Tip (panel re-run): 相同 作为 grafana_query — 设置 dashboardUid + panelId 到 auto-resolve LogQL 和 datasource. tool routes Prometheus panels 到 grafana_query 带有 helpful 错误.grafana_query_traces
当...时: 用户 asks 关于 traces, distributed tracing, slow spans, 会话 trace hierarchies, 或 needs 到 debug 请求 flows 穿过 services.
Params: datasourceUid, 查询 (TraceQL 表达式 或 trace ID), queryType (搜索/获取, 默认 搜索), 开始/end (默认 现在-1h/现在), limit (默认 20, max 50), minDuration/maxDuration (e.g., "1s", "10s"), dashboardUid (可选 — resolve 查询 从 panel), panelId (可选 — 使用 带有 dashboardUid).
示例 搜索: { "datasourceUid": "tempo1", "查询": "{ resource.服务.name = \"openclaw\" }" }
示例 搜索 slow: { "datasourceUid": "tempo1", "查询": "{ resource.服务.name = \"openclaw\" }", "minDuration": "5s" }
示例 搜索 带有 时间: { "datasourceUid": "tempo1", "查询": "{ span.gen_ai.system = \"anthropic\" }", "开始": "现在-24h", "limit": 50 }
示例 获取: { "datasourceUid": "tempo1", "查询": "abc123def456789...", "queryType": "获取" }
示例 panel re-run: { "dashboardUid": "openclaw-会话-explorer", "panelId": 12, "开始": "现在-24h" }
Returns 搜索: { traces: [{ traceId, rootServiceName, rootTraceName, startTime, durationMs, spanCount? }], datasourceUid, totalTraces, truncated?, correlationHint? } — capped 在 50 traces. 当...时 exceeded includes truncated: 真 和 truncationHint. 当...时 traces found, includes correlationHint: { logQuery, tool, tip } 带有 就绪-到-使用 LogQL 表达式 对于 grafana_query_logs.
Returns 获取: { traceId, spans: [{ traceId, spanId, parentSpanId?, operationName, serviceName, startTime, durationMs, status, kind?, attributes: {...} }], datasourceUid, totalSpans, truncated? } — flattened OTLP spans 带有 resolved attributes (字符串/数字/布尔值). Capped 在 200 spans. Sorted 由 开始 时间 (earliest 第一个).

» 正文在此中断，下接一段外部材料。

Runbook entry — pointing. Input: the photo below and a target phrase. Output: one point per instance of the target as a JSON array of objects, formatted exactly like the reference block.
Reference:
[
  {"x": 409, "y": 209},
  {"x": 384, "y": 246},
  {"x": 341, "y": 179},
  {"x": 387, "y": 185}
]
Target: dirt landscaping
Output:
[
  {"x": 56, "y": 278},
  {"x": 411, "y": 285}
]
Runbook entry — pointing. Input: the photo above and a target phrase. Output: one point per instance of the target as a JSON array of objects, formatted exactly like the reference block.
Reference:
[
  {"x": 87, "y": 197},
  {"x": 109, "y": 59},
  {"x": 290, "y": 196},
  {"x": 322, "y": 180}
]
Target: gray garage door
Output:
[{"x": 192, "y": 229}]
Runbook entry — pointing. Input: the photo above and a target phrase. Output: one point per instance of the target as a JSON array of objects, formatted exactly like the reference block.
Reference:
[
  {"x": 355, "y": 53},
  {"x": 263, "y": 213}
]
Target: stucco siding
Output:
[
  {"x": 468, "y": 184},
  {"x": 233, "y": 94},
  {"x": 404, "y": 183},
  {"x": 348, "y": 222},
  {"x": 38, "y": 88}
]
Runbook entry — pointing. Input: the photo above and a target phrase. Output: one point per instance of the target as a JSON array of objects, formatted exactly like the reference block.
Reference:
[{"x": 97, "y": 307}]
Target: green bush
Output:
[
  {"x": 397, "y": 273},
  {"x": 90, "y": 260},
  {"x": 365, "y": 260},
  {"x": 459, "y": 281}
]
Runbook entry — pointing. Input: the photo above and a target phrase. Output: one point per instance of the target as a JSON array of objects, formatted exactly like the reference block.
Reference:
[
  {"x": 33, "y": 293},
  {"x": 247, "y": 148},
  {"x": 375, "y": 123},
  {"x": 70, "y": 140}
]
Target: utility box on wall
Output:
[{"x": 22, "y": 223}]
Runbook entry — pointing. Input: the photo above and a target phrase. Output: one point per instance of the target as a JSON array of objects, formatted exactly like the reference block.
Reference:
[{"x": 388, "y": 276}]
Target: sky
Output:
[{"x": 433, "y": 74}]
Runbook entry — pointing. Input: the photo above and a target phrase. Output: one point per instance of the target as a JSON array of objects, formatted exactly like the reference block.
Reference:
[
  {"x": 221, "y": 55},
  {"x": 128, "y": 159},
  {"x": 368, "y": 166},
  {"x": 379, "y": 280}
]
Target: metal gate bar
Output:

Returns (panel re-run): Includes resolvedFrom: "panel", panelTitle, panelType, templateVarsReplaced alongside normal results. 如果 panel uses Prometheus 或 Loki datasource, returns 错误 directing 您 到 使用 正确 tool.
Returns (错误 带有 guidance): 在...上 查询 failure, includes guidance: { cause, suggestion, 示例? } alongside raw 错误. Pattern-matched 对于 common TraceQL mistakes: syntax errors, 无效 attributes, auth failure, 超时, 不-found, 无效 trace ID. Omitted 当...时 错误 unrecognized.
Returns (否 results): 当...时 搜索 returns zero traces, includes hint: { cause, suggestion } suggesting 到 broaden 查询 或 check datasource.
Tip: TraceQL: { } matches 所有 traces, resource.服务.name 对于 服务 过滤, span.http.status_code 对于 HTTP spans, name 对于 operation name, 持续时间 对于 span 持续时间, status 对于 错误/ok filtering. 使用 minDuration/maxDuration 到 查找 performance outliers. Trace-到-Log: 搜索 和 获取 results include correlationHint.logQuery — pass directly 到 grafana_query_logs 到 查找 correlated logs. Log-到-Trace: grafana_query_logs results (带有 extractFields: 真) include traceCorrelation.traceIds — pass 任何 ID 到 grafana_query_traces 带有 queryType: "获取".
Tip (panel re-run): 相同 作为 grafana_query — 设置 dashboardUid + panelId 到 auto-resolve TraceQL 和 datasource. tool routes Prometheus/Loki panels 到 正确 tool 带有 helpful 错误.grafana_create_dashboard
当...时: 用户 wants persistent dashboard 对于 ongoing monitoring.
Params: 模板 或 dashboard (custom JSON) — one 必填. 可选: title (overrides 模板 默认), folderUid (target folder), overwrite (默认 真).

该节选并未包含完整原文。